Jäger: Die Einwanderer aus Südosteuropa besitzen das verbriefte Recht auf Freizügigkeit. Dieses Recht muss konsequent umgesetzt werden. Dies bedeutet, dass diese Einwanderer damit ausgestattet werden, in Duisburg leben und wohnen zu können. Wenn dies bundespolitisch, landespolitisch und kommunalpolitisch nicht erfolgt, wie dies zurzeit der Fall ist, ist die Bevölkerung aufgerufen, mit Unterstützung der Stadtverwaltung einen Sozialfond bereit zu stellen, durch den den genannten Missständen abgeholfen werden kann. Das dürfte angesichts der fast 500.000 Einwohnern unserer Stadt nicht schwerfallen. Absolute Priorität besitzt die Unversehrtheit und der Schutz der Einwanderer. Sinnvoll ist aber auch, eine eindeutig antirassistische Position der Medien, deren Aufgabe es ja ist, an der demokratischen Willensbildung der Bevölkerung teilzunehmen.

Absolute Priorität besitzen die Einwanderer. Gut zu wissen!

Die SPD arbeitet seit längerem mit dem DISS zusammen, thematisiert aber nicht deren Kontakte ins linksextreme Milieu. In Duisburg bestehen etliche Verbindungen in die linke bis linkslinke Parteienszene. So hat z.B. Jens Zimmernann, als Promotionsstipendiat der Rosa-Luxemburg-Stiftung, der politischen Stiftung der Linkspartei, gute Kontakte zur Partei. Mit den Gewerkschaften ist das DISS ebenfalls gut vernetzt, der DISS-Mitarbeiter Lenard Suermann macht „Bildungsarbeit gegen Rechts“ beim Bildungswerk des DGB.
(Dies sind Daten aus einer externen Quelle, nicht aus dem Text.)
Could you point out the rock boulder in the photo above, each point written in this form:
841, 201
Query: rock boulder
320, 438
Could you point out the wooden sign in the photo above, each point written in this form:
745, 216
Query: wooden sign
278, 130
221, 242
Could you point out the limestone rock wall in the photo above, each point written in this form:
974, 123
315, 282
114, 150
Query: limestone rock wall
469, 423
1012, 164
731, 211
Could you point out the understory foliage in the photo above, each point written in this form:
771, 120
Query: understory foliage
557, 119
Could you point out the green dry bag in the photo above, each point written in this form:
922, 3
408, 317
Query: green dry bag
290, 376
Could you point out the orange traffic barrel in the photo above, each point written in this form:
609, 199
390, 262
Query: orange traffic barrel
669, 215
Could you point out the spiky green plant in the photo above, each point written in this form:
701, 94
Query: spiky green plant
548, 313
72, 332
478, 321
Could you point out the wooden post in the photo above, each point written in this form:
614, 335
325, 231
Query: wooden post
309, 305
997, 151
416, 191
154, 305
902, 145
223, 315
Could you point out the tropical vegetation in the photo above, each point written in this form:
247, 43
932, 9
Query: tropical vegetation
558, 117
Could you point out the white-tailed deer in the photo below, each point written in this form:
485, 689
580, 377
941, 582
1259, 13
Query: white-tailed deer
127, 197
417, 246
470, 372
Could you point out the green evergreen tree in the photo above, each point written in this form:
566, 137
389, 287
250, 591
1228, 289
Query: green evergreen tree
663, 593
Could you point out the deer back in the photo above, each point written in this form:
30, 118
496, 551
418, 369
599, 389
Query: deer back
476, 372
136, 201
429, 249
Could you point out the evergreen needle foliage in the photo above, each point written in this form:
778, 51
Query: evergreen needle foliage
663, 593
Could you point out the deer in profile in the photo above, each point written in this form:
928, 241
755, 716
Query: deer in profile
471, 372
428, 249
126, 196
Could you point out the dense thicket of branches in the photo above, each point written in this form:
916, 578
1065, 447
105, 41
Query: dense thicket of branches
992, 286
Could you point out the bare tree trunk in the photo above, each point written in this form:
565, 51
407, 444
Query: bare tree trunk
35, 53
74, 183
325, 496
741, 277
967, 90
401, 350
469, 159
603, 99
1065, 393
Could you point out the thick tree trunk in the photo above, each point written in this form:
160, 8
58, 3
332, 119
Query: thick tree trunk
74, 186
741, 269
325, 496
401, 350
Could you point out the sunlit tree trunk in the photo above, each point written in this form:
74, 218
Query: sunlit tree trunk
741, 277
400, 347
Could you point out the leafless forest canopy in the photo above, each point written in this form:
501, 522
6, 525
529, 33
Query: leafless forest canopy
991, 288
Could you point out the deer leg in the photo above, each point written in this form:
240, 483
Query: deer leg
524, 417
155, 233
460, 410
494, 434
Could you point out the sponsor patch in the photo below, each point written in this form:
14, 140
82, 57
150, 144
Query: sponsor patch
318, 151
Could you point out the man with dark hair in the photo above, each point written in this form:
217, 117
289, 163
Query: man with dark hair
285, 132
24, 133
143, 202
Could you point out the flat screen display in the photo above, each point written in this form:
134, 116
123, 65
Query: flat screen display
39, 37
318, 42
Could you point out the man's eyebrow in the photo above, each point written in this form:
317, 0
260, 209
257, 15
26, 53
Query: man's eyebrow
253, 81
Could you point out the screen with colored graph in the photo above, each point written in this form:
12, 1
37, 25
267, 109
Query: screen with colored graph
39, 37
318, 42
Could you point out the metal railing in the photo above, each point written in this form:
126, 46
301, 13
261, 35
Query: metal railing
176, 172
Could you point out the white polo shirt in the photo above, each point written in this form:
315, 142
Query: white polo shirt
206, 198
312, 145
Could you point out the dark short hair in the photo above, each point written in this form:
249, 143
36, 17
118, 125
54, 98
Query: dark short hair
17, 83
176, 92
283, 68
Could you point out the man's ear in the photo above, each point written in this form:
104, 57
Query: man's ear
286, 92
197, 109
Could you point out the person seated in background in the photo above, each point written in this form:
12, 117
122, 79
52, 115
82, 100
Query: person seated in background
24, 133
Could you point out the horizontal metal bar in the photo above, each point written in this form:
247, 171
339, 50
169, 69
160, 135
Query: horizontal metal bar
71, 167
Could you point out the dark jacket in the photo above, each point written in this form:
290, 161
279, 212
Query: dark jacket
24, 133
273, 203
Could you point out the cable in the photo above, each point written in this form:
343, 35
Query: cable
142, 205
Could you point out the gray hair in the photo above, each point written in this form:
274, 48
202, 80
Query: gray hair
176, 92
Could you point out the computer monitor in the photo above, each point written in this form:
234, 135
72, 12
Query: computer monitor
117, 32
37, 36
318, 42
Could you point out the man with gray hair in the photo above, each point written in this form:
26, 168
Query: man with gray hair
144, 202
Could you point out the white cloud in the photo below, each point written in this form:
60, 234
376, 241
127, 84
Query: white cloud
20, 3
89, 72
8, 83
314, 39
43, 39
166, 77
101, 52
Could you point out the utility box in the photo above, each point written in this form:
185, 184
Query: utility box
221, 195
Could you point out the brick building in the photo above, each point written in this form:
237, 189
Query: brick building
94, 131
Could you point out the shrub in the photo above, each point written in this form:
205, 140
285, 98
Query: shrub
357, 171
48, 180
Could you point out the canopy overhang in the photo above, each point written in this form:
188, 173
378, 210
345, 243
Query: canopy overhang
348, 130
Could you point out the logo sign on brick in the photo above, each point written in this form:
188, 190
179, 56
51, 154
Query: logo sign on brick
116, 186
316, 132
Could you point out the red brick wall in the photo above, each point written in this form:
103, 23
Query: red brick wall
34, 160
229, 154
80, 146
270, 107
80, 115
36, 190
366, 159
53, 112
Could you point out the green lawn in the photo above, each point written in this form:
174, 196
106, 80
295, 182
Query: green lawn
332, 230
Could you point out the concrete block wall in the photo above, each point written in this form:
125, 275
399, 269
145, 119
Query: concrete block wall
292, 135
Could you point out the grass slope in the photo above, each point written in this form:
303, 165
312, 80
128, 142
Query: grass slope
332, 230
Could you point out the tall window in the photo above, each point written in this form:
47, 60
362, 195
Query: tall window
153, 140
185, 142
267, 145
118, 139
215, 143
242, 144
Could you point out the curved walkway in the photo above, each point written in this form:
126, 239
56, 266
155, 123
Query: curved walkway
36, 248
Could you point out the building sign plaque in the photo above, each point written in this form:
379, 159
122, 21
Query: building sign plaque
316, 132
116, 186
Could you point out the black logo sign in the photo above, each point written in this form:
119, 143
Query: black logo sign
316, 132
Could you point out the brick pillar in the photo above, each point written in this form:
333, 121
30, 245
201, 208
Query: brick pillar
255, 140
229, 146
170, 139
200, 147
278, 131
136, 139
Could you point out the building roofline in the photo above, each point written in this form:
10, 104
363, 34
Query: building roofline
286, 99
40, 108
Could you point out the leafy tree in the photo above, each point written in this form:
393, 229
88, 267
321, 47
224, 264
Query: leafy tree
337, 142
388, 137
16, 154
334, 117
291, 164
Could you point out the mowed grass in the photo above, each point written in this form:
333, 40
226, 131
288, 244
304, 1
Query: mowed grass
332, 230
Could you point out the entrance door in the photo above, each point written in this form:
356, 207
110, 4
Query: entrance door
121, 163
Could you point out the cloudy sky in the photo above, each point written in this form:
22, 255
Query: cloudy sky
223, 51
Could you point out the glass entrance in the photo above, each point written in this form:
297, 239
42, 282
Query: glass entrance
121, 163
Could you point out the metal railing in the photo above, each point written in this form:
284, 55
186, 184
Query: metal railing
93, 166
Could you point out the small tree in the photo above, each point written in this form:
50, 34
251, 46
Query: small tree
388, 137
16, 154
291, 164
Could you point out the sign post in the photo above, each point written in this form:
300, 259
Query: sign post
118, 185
Hetze von Biedermann und Brandstifter im Professoren-Gewand. Wie das DISS, in seiner Funktion als Brandstifter, auf einfache Gemüter wirkt beweisen diverse Reaktionen. Explizit stehen hier Polizei, Stadt Duisburg und Presse im Fokus der Linksextremisten [Anm. PI: Fehler aus dem Original wurden übernommen]:

Doch Polizei und Presse sind einmal mehr auf dem rechten Auge blind und richten ihre Attacken und verbalen Angriffe gegen eine phantasierte linke Szene in Gestalt von “Antideutschen” oder “Rote Antifa”. Wer die Artikel der WAZ im Anschluss an die Ereignisse liest, der könnte meinen, er sei in einem falschen Film gewesen. Doch diese Art der Berichterstattung hat seit langer Zeit beim WAZ-Medienkonzern eine traurige Tradition. Seit Herbst 2011 wird die rassistische Stimmungsmache gegen die rumänischen und bulgarischen Zuwander_innen immer wieder mit Überschriften wie “Hochfeld kämpft gegen den Verfall” oder mit Kommentaren ihres stellvertretenden Chefredakteurs wie “So beschweren sich bereits türkischstämmige Bewohner des sozialen Brennpunkts Duisburg-Hochfeld über Sinti und Roma, die zur Verwahrlosung ihres Stadtteils beitragen würden.” Diese rassistische Stoßrichtung wird seit mehreren Monaten von der Duisburger Politik unterstützt, wenn beispielsweise der CDU-Fraktionsvorsitzende Enzweiler erklärt, dass er in den Forderungen seines Parteifreundes Friedrich (Bundesinnenminister) einen guten Ansatzpunkt sieht und begrüßt “….jetzt zügig gegenzusteuern und die genannten Maßnahmen wie Ausweisung und Einreisesperren durchzusetzen.” Auch Duisburgs OB, Sören Link (SPD), beteiligt sich wie selbstverständlich an dieser diskriminierenden rassistischen Hetze, wenn er u.a. feststellt, dass “…durch ihre völlig andere Art zu leben, das soziale Leben auf den Kopf gestellt (sei)….Hinzu kommt, dass die Kleinkriminalität stark gestiegen ist, durch Einbrüche, aggressives Betteln, Prostitution.” Bei solchen Statements sind die Übergänge zu aggressiveren Parolen von “Pro NRW” oder anderen rechten Gruppierungen fließend.

Auch die linksextreme indymedia nimmt derartige „Hilfe“ gerne an.

So kennt Duisburgs „Zivilgesellschaft“, einen Tag vor der wahrscheinlich ca. 5-10 Mann starken Demo von Pro-Deutschland in Bergheim nun den gemeinsamen Schlachtruf: Alertá, Alertá Antifascista!